El 25 de marzo de 2026 OpenAI anunció el cierre de Sora, su generador de vídeo con IA, apenas unos meses después de empujarlo como app independiente. En paralelo, la prensa especializada recogió el desglose del acuerdo con Disney alrededor de ese producto: un giro que suena a tabloide tech, pero que a mí me importa por otra razón. No por el chisme, sino porque vuelve a poner encima de la mesa una verdad incómoda: el vídeo generativo es carísimo de servir, difícil de monetizar a escala y muy fácil de vender en presentaciones que no cuadran con el extracto de resultados.

Yo no trabajo en OpenAI ni en Disney, así que me quedo con lo público: lo que contó El País sobre el cierre del servicio y el contexto del acuerdo con contenido de estudio, y lo que recoge Business Insider España sobre la ruptura con Disney tras esa decisión. Con eso basta para montar el debate sin inventar cifras internas.

¿Qué es lo que no me cuadra del relato bonito? Que la IA de vídeo se presenta como “el siguiente paso inevitable” cuando en la práctica es un problema de costes de inferencia colas, calidad y expectativas. Tú en tu pyme no necesitas una demo en un keynote: necesitas un pipeline que no se rompa, un coste predecible y un resultado que puedas usar sin que parezca un deepfake de feria. Si el proveedor apaga el grifo o cambia de rumbo, tu hoja de ruta se va al traste aunque el blog corporativo siga hablando de innovación.

Aquí viene la parte que duele y que casi nadie resume en un tweet. Cuando una herramienta depende de modelos pesados, GPUs, almacenamiento y ancho de banda, el “precio por clip” no es un detalle: es el producto. Si la retención flojea, si los tiempos de espera disparan la frustración o si el mercado prefiere atajos más baratos, la matemática se vuelve agresiva. No hace falta ser CFO para entenderlo: si cada generación es una factura y el usuario no vuelve, el negocio se parece más a un parque temático con colas interminables que a una plataforma estable.

El ángulo Disney añade otra lectura que me interesa como profesional del entorno web y digital.
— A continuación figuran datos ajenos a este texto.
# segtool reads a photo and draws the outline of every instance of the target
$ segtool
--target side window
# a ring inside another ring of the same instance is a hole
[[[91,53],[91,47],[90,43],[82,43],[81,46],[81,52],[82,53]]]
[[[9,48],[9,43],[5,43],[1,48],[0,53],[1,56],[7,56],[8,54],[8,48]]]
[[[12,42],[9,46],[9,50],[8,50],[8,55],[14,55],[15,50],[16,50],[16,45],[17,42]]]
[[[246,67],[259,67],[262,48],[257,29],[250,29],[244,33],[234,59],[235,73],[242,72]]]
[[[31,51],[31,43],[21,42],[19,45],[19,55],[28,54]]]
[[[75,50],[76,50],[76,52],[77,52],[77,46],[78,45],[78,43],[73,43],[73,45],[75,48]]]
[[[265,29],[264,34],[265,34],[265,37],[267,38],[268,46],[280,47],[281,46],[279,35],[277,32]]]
Los grandes catálogos y marcas no van a regalar su reputación a una beta que pueda generar líos legales, ruido en redes o usos raros de personajes. Un acuerdo de ese tipo es simultáneamente un escaparate enorme y una cadena de responsabilidades: cuando el producto no aguanta el ritmo o la estrategia pivotan, el “win-win” se convierte en comunicación de crisis. Para ti, que quizá solo querías clips para campañas o pruebas A/B, el mensaje es el mismo: lo que es frágil en el proveedor, es frágil en tu cadena de producción.

Y no es que la IA de vídeo no tenga sentido. Lo tiene en nichos concretos: prototipos, storyboards, variaciones creativas controladas, contenido interno. Pero eso no es lo mismo que prometer “cine en un clic” para todo el mundo. En cuanto mezclas expectativa de estudio con infraestructura compartida, el usuario percibe fallos que en texto pasan más desapercibidos: artefactos, incoherencias, manos raras, escenas que no continúan. El texto te perdona una tontería; el vídeo te la amplifica.
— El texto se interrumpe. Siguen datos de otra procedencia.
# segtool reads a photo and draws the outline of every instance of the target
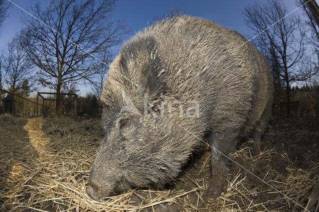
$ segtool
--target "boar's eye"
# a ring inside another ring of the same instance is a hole
[[[120,121],[120,127],[122,128],[124,126],[128,126],[131,123],[131,119],[129,118],[121,119]]]

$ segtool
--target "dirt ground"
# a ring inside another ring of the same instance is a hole
[[[102,139],[99,119],[0,116],[0,211],[314,211],[318,204],[319,117],[273,119],[257,157],[251,138],[241,141],[227,193],[207,202],[207,146],[196,168],[190,162],[163,188],[91,200],[85,187]]]

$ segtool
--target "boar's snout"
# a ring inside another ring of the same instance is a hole
[[[86,189],[86,193],[93,200],[97,201],[100,201],[101,198],[95,194],[94,190],[92,186],[90,186]]]

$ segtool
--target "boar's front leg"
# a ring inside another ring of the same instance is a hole
[[[236,135],[227,132],[215,133],[209,138],[211,147],[211,180],[208,183],[206,199],[217,198],[221,192],[226,194],[228,153],[236,145]]]

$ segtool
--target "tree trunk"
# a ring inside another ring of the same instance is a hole
[[[56,115],[59,116],[61,115],[60,105],[61,104],[61,87],[62,86],[62,77],[58,77],[58,83],[56,86],[56,102],[55,104]]]
[[[286,81],[286,92],[287,95],[287,116],[290,115],[290,85],[289,81]]]

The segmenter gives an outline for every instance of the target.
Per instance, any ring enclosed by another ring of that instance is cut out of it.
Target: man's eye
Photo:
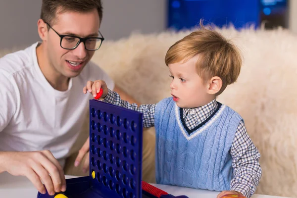
[[[186,82],[186,80],[184,79],[183,78],[180,78],[180,79],[181,79],[181,81],[182,81],[183,83]]]

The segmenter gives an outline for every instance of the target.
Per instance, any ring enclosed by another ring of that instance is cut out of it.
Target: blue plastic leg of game
[[[156,198],[142,190],[142,122],[140,112],[90,100],[89,176],[66,179],[66,192],[37,198]]]

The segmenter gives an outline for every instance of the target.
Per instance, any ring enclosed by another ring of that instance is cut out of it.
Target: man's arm
[[[0,133],[5,130],[19,108],[19,90],[11,76],[0,70]],[[12,143],[13,144],[13,143]],[[44,182],[50,195],[66,190],[63,169],[49,150],[32,152],[0,150],[0,173],[27,177],[41,193],[45,194]]]

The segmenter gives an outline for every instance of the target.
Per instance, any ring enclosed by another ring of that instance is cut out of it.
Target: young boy
[[[242,60],[237,48],[201,26],[167,52],[172,97],[156,104],[130,104],[101,80],[84,88],[103,101],[143,113],[145,127],[156,129],[158,184],[222,191],[218,198],[252,195],[261,176],[260,154],[243,118],[216,101],[237,80]]]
¿Qué haría yo en tu lugar si estás evaluando herramientas así? Primero, separar demostración de sostenibilidad: pide SLA, límites claros y una hoja de coste por minuto generado, no solo por usuario. Segundo, asume que el mercado va a consolidarse y que verás cierres, fusiones y cambios de precio; diseña para poder cambiar de API sin rehacer todo el flujo. Tercero, no confundas “capacidad técnica” con “prioridad de negocio del vendedor”: una empresa puede ser brillante en modelos y aun así decidir que el vídeo no es su guerra en 2026.
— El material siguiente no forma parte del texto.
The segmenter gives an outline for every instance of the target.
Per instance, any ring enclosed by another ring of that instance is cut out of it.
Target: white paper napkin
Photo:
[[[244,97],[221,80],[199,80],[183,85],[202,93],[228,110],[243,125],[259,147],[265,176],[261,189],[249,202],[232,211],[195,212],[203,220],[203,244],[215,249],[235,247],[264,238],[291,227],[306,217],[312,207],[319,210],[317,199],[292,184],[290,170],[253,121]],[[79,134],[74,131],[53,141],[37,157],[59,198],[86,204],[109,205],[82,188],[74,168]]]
El cierre de Sora no es el fin de nada, pero sí un recordatorio útil. La IA no es magia gratuita: es electricidad, silicona, ingeniería y decisiones financieras. Cuando leas el próximo titular apocalíptico o triunfalista, mira la factura implícita. Ahí es donde suele estar la historia completa.

Si mañana tu proveedor de vídeo con IA duplicara el precio por minuto generado pero te garantizara colas cortas y continuidad del servicio durante dos años, ¿renovarías el contrato aunque tengas que recortar en otra línea del presupuesto digital?